What of his own recent experience in the pallid attire of the patient? "Oh, there's no doubt about it: you're immediately reclassified. You're stripped off, given a pair of paper knickers and a gown, and a suppository to go out and stick up your bum." But did they know who you were? He chuckles. "I'd say someone got tipped off, because when I checked in for the day surgery, there was a very glossy, laminated version of the patients' charter on the wall, so maybe that was the one they move around for certain visitors. But seriously, I couldn't fault the attention I got, and it wasn't above what anybody else was getting, because I was watching out for that. I must have seen the consultant three times in the seven hours I was there."
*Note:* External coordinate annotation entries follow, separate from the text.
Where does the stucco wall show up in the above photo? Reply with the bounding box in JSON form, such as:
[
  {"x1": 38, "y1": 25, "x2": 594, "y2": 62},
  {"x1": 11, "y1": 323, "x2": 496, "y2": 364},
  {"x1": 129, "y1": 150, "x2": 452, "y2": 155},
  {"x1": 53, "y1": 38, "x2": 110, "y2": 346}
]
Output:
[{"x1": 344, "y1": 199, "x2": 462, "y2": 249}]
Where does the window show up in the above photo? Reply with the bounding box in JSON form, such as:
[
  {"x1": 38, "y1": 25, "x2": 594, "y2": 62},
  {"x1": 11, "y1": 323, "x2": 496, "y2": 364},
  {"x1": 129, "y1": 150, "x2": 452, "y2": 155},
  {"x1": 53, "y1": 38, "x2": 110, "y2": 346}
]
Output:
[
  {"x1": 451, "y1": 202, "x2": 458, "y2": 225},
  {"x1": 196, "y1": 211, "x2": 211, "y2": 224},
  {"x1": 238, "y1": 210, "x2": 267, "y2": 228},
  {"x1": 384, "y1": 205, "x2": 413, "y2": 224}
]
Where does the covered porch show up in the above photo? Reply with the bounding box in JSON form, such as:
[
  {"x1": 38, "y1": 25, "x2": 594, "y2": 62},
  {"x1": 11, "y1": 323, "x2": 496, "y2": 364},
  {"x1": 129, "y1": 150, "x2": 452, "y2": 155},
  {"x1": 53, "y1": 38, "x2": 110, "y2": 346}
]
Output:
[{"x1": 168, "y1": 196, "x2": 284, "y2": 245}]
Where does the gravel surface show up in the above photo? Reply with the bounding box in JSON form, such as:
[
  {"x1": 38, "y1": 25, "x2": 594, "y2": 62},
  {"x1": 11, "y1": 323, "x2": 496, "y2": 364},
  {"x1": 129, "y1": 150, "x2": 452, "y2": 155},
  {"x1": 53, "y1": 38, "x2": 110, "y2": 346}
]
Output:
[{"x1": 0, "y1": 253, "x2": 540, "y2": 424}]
Contact the IPA on 01-2722555. For the legal dimensions on informed consent see Mary Donnelly's book, Consent, Bridging the Gap between Doctor and Patient (Cork University Press)
The charter was drawn up in 1992 within the Department of Health. Apart from being incorporated into the Government's Health Strategy, the charter has not been overtaken by any other declaration of patient rights. Although it has no statutory basis in law, a European Patients' Charter is now being drafted for inclusion in the forthcoming European Constitution.
Although the charter should be prominently displayed in Irish hospitals, you will be hard-pressed to find one and, in practice, the rights it outlines are routinely ignored. Also, the vast majority of people have never heard of it.